Marking the Infinite: Contemporary Women Artists from Aboriginal Australia
October 2, 2016
Currently on display at the Newcomb Art Museum of Tulane University is an exhibit with a paradox. While its cultural origins are different from New Orleans’, its deeper meanings and themes evoke similarities between people of all walks of life.
Located in the Woldenberg Art Center is “Marking the Infinite: Contemporary Women Artists from Aboriginal Australia.” Henry F. Skerritt best describes the universal feelings the contemporary artists from the Aboriginal regions of Australia draw upon in the exhibit.
“It is also the most human of urges to look to the heavens and contemplate the universe,” Skerritt said in his upcoming book “Marking the Infinite,” which details the exhibit’s themes and artists and is available to read in the gallery.
The captivating pieces that decorate the gallery rooms capture the universal tendency for us to pose existential questions regarding the purpose of life and our natural world.
Through mediums ranging from towering totems, abstract paintings and complex weavings, the Aboriginal artists infuse the culture of their homes into their pieces and draw upon these mystical feelings that resonate within all of us.
In the exhibit, one can find an interesting three-piece work by artist Nonggirrnga Marawil from the Yolngu region. In the piece entitled “Lightening and the Rock,” Marawil uses tree bark as a canvas which provides a raw, natural material that aids her expression of the natural world based off what the Yolngu people view as its “key elements”: lightning, fire, water and rock. The piece provides a glimpse into Marawil’s personal interpretation of these natural entities, while also tapping into our universal connectivity to these forces as well.

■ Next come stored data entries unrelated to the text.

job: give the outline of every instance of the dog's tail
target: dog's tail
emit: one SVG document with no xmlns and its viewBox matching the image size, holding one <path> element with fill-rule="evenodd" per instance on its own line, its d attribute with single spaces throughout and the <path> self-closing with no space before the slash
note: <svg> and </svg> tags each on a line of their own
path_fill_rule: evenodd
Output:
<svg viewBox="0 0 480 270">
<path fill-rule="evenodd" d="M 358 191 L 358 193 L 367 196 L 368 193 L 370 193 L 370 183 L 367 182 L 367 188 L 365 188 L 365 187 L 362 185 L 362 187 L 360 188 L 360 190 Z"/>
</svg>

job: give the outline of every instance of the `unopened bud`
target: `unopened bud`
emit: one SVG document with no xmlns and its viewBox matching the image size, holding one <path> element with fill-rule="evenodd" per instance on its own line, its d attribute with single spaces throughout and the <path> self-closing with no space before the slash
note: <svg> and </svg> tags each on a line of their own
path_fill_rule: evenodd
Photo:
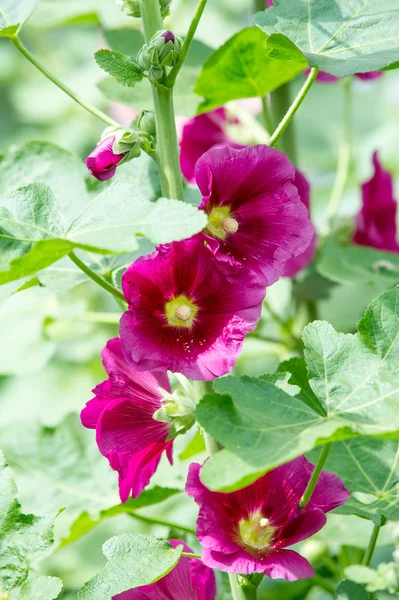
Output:
<svg viewBox="0 0 399 600">
<path fill-rule="evenodd" d="M 169 439 L 173 439 L 179 433 L 185 433 L 195 423 L 195 401 L 185 395 L 183 391 L 176 391 L 161 400 L 161 408 L 157 410 L 153 418 L 161 423 L 169 423 L 171 426 Z"/>
<path fill-rule="evenodd" d="M 160 31 L 141 48 L 136 60 L 152 81 L 160 82 L 165 75 L 164 68 L 176 64 L 181 48 L 182 40 L 172 31 Z"/>
<path fill-rule="evenodd" d="M 155 115 L 152 110 L 143 110 L 137 119 L 137 129 L 149 136 L 155 136 Z"/>
</svg>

It does not require much of a search to find other pieces in the exhibit that are also crafted with the natural compounds and fibers of the Aboriginal lands. The constant utilization of these materials further express the connection all people have with the natural world.
Another extremely captivating piece in the exhibit is the work of artist Nyapanyapa Yunupingu, entitled “Light Painting.” The piece itself is an ironic clash between content and medium — historic cultural pictograms viewed on a digital screen. Yunupingu also furthers the piece’s complexity by processing it around a special algorithm that constantly transforms the pictograms on the screen, perpetually altering the display.
This constant change within the art itself not only drives the “meaninglessness” Yunupingu says she strives for in the piece’s description, but also captures the essence of the gallery as a whole — universal human emotion represented through Aboriginal media. This piece recalls the challenge of dealing with the passing of time, as well as the inevitable change to even the most simple things in life.
“Marking the Infinite” provides a fresh perspective on the contemporary art world, shifting the perpetual focus on cities and “moderntopia” to the land the Aboriginal-Australian artists call home. Though the geographic origin of the art may be foreign to the viewer, the human feelings and universal questions the pieces express are not. The exhibit will be on display at the Newcomb Art Museum through December.